La Atalaya de Santa Brígida constituía hasta principios del siglo XX, uno de los poblados trogloditas más singulares del archipiélago, pero fue la actividad locera por lo que esta población era conocida en toda la isla desde el siglo XVII, actividad desarrollada casi exclusivamente por mujeres, aunque los hombres ayudaban en el acarreo de la leña y el barro, además de otros trabajos pesados.
Desde La Atalaya la alfarería se llevó a otros puntos de la geografía insular, a causa de los movimientos migratorios propios de los períodos de crisis económica; así se establecieron los primeros alfares en Hoya de Pineda (Guía-Gáldar), Moya y Tunte, entre otros.

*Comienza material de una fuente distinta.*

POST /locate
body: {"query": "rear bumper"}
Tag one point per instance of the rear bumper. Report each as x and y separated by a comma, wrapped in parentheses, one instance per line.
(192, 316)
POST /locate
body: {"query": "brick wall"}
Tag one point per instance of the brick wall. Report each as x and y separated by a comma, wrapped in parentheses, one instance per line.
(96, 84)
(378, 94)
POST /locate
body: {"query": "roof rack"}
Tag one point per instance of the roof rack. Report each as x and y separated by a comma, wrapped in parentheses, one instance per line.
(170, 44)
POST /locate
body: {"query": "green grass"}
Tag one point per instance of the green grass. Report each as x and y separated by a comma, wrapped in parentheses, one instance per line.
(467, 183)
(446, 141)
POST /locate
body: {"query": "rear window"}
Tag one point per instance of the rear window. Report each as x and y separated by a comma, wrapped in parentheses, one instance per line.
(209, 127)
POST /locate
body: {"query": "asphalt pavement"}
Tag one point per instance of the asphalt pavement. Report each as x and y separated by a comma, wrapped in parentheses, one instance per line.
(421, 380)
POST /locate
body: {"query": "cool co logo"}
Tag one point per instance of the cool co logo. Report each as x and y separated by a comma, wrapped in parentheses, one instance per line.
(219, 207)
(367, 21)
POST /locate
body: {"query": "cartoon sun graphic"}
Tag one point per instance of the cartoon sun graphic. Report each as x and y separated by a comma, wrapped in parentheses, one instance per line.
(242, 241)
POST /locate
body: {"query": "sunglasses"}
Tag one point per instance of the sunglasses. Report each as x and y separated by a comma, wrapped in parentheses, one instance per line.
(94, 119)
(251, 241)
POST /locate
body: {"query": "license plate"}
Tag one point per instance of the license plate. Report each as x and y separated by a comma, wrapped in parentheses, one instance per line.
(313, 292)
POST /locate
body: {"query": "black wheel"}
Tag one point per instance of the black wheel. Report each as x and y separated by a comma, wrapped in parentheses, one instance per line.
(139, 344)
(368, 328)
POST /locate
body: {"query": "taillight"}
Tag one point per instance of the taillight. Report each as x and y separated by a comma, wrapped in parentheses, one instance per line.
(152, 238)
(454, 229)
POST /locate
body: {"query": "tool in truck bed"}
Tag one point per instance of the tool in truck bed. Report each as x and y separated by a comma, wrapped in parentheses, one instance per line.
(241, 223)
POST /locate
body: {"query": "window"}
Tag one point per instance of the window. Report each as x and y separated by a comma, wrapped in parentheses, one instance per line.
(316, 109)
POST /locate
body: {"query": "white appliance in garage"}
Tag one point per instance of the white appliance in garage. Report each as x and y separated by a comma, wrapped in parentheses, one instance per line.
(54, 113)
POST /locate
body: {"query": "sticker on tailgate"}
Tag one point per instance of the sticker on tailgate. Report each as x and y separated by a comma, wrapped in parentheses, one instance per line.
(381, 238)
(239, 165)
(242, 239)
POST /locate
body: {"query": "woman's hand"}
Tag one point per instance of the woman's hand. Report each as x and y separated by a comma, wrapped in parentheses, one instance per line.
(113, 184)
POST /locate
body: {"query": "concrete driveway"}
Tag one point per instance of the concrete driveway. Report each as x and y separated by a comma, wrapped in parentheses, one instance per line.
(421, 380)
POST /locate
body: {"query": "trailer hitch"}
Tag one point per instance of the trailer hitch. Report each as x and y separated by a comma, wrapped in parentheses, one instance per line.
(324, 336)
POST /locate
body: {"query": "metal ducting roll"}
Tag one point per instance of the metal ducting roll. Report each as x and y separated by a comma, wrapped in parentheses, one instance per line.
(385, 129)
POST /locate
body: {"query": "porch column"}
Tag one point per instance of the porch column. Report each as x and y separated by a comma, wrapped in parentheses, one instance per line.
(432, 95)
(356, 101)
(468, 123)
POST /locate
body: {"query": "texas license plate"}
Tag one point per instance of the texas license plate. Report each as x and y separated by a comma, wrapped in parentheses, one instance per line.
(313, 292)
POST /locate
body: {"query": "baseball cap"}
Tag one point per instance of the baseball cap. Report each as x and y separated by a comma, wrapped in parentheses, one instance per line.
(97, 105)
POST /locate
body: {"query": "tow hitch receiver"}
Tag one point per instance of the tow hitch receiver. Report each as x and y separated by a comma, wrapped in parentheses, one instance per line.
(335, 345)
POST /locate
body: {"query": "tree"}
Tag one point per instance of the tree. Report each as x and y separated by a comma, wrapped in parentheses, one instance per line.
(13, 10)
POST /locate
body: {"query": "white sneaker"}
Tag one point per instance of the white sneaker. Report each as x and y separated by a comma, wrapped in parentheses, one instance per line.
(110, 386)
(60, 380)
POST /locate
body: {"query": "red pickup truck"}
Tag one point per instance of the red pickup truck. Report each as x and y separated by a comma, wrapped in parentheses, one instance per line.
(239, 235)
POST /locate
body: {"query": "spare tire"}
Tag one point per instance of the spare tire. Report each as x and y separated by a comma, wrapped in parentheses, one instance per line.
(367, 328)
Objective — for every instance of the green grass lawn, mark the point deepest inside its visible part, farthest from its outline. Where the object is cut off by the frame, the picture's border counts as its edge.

Como en toda la alfarería insular, aquí se desarrollaba una técnica manual, sin torno, con el levantamiento de las piezas por el procedimiento del urdido, consistente en el continuado añadido del churro o cordones de barro. La cocción se hacía en diferentes hornos como el restaurado junto al alfar de Panchito.
En La Atalaya vivió uno de los loceros más carismáticos de la isla, Francisco Rodríguez Santana (Panchito), cuyo alfar está convertido hoy como un ecomuseo visitable, la denominada Casa Alfar Panchito, donde para la conservación y divulgación de este ancestral oficio canario se ha creado el Centro Locero de La Atalaya y la Asociación de Profesionales de la loza de La Atalaya.